The name vermiculite is derived from Latin and it means breeding worms and has nothing to do with worms. They simply named it this because when they heated vermiculite to form it, it would expand and it looked like growing worms.

Vermiculite and perlite are two substances added to soils to improve plant growth but they’re not the same. Vermiculite is more like a clay it absorbs water up to 30 times its own weight and it also holds nutrients by affecting the cation exchange capacity. Perlite is more like volcanic glass and it holds on to water only on the surface and it has no effect on plant nutrients or the cation exchange capacity.

I’d like to talk about some physical attributes of vermiculite, before I talk about some specific ways that you can use it to be a good grower. Because vermiculite is created by heating it to such extreme temperatures it is sterile which means you don’t have to worry about bringing any fungal or bacterial infections in your grow area. When you use vermiculite it also holds onto nutrients making them available to your plants which is basically involving the cation exchange capacity.

I have another short video that begins to explain the cation exchange capacity. Feel free to check that out after you finish watching this one.
Vermiculite increases aeration and what this means is that it loosens the soil. This means that it’s easier for plant roots to grow through soil.
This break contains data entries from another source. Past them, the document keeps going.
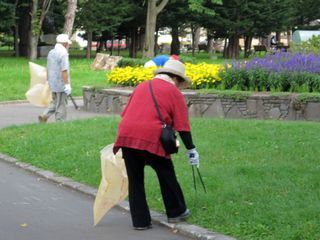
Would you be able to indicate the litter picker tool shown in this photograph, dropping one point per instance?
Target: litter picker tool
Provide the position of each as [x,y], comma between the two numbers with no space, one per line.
[194,179]
[74,102]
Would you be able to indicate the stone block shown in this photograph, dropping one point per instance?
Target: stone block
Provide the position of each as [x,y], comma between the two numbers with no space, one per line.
[312,111]
[214,110]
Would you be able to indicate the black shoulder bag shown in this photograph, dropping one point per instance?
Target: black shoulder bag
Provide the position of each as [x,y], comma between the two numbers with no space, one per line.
[168,135]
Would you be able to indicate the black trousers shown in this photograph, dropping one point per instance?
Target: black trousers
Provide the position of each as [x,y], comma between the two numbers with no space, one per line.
[172,195]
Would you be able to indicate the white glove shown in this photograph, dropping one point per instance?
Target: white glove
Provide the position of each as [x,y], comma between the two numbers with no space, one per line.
[67,89]
[193,156]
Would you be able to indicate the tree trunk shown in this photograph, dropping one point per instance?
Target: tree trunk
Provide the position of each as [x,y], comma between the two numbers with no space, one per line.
[247,46]
[192,39]
[89,45]
[133,44]
[196,36]
[152,13]
[69,17]
[36,25]
[175,44]
[33,36]
[23,13]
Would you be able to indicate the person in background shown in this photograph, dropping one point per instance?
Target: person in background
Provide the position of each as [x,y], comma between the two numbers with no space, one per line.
[160,60]
[139,138]
[58,75]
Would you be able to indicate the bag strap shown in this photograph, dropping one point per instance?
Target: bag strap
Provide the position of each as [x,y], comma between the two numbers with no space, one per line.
[156,104]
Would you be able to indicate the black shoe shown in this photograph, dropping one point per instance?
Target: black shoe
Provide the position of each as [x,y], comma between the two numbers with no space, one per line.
[143,228]
[181,218]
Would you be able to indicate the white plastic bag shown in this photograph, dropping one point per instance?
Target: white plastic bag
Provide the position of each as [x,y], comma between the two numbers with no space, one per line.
[114,183]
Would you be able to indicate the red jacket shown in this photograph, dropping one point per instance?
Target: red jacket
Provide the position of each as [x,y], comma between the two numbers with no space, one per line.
[140,126]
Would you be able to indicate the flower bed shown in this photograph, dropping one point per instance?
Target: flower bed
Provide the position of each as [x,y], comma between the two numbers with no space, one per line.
[202,75]
[284,71]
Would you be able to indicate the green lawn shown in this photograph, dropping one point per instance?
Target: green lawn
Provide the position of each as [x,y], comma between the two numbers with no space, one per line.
[262,177]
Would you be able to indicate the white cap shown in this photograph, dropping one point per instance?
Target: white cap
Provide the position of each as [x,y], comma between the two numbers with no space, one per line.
[63,38]
[174,67]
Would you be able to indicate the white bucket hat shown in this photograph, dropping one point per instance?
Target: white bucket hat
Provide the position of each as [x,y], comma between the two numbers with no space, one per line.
[174,67]
[63,38]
It has vermiculite in it if the plant roots are growing fast, that means your plants are going to grow faster and you could even get bigger yields if that’s what you’re going for.
By holding onto water vermiculite kind of acts like a sponge. This means you have to water your plants less often but it also means that I would not recommend you use vermiculite in any kind of a desert plant mix because of this water holding ability.
Vermiculite is an excellent substance for seed germination. There are a few ways to use it. The seed trays here that you see are filled with vermiculite. You could also fill these trays about two-thirds full with soil and then have the top third be vermiculite. The reason vermiculite is so great for seed germination is that since it’s sterile you have don’t have to worry about your seeds being infested and you’ll have lower damping off for those seedlings so water holding capacity means the seed will stay wet and germinate better and since it’s very loose the new gentle roots will grow very quickly through the vermiculite.
Vermiculite is also an excellent substance for taking cuttings for a lot of the same reasons it’s great for seed germination. Since it’s sterile you’re gonna have less problems with fungal problems like damping of. It holds water very well so this is going to improve the rooting success of your cuttings and since it’s very loose the new gentle delicate roots can grow through this vermiculite in search of nutrients and water.
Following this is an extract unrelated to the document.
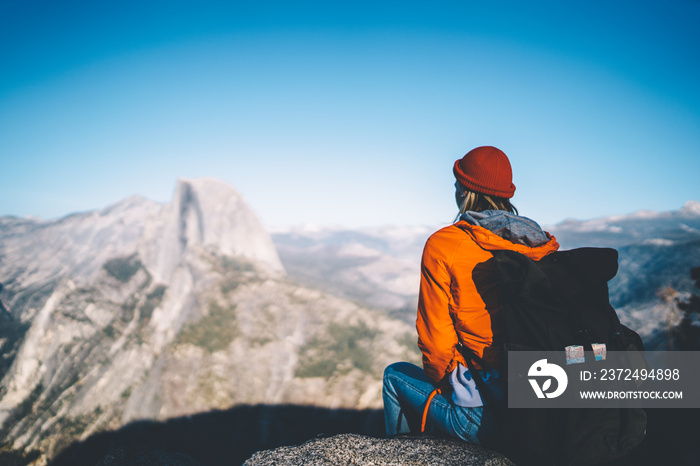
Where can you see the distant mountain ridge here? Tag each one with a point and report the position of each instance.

Something else that I use vermiculite for in my greenhouse is to store bulbs. Many bulbs like this amaryllis here are tropical and you can’t just put them outside. They will die if they freeze and so I store them, particularly what I’ve done here is I’ve taken the amaryllis bulb and I put it in a small pot surrounded with vermiculite. I will water it and then place it in the back of a refrigerator where it will be dark and cool. After a few months I will take it out and water it and it will begin to grow and flower again in my greenhouse.

I often add vermiculite to my soil mixes and I’ll add anywhere from about 25 to 50% vermiculite to the soil mix. I never recommend putting more than 50% vermiculite because it’s going to be a little too wet for most plants. The smaller the grade, and the grade is simply how it’s measured to lower the number, the smaller it is the smaller the grade the smaller percent of vermiculite you should put in the soil.